Carmen Ward, president of the ACEA, said at a school board meeting on Tuesday that in May, the school district bargaining team threatened to call the negotiation an impasse if the ACEA did not relinquish its strong contract language on maintaining early release Wednesdays. 

According to Ward, the ACEA finally compromised to reduce early release Wednesdays to avoid an impasse, but the district has not agreed to the ACEA’s proposed 3.4% raise.
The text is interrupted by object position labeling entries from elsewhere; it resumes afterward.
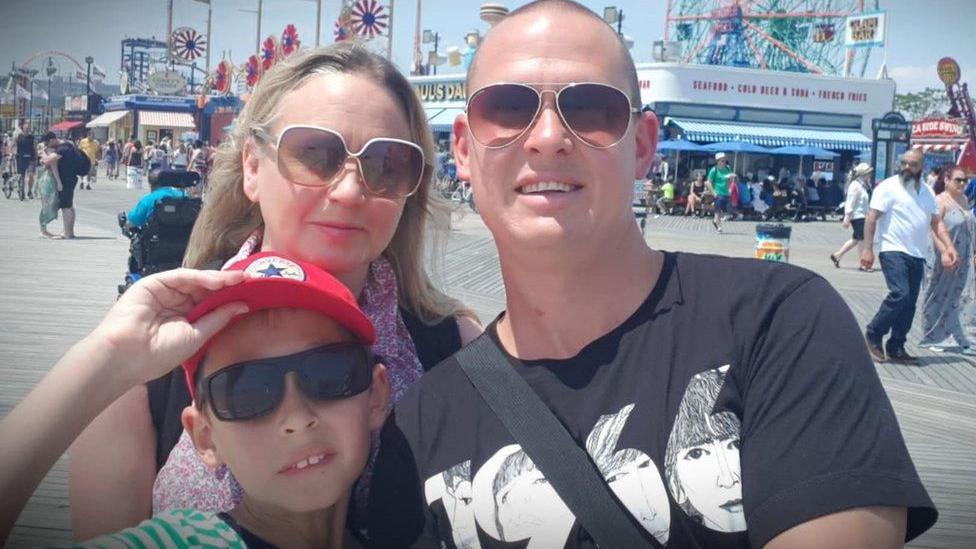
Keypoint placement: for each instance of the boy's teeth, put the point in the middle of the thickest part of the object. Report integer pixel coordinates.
(546, 186)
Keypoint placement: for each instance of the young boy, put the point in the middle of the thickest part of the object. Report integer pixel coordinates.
(286, 393)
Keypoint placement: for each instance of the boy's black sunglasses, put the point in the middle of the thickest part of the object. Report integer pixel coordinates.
(250, 389)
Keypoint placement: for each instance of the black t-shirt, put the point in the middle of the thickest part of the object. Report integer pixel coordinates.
(67, 164)
(26, 147)
(737, 402)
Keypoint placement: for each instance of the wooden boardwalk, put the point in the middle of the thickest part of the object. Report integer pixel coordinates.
(53, 292)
Instead, it has maintained its 1.6% offer. 

“We have some, many issues to resolve in negotiations,” Ward said at the meeting. “And we definitely want to continue, and we want to do what is most respectful, giving the employees in this district the most dignity that we can, and there are a lot of concerns about the budget that we are going to be tentatively approving, and I definitely think there is room for improving employee salaries.” 

The ACEA and school district started negotiations for the 2024-25 school year in February, almost immediately after finalizing the 2023-24 school year contract, which included a 3.5% raise in addition to the automatic step increase. 

Multiple teachers also attended Tuesday’s meeting to support the call for a larger pay increase. 

School Board Member Tina Certain said the school district and citizen voters have been “very generous,” and told attendees that the school district does not have the authority to set its own millage rate, and its state funding matches locally-gathered funding, from the 1 mill for schools, and the half-cent sales tax. 

Within that funding, some money is set aside for specific areas of operation. 

“We have to operate within that allotment of the money that we have,” Certain said. “I know I’m not one to want to nickel-and-dime employees. I believe in paying fairly, but we have the constraint where the five of us are not deciding on the total amount of funding.” 

Certain said the district has been flush with federal COVID relief funding, and now as those funds sunset, it must re-adjust.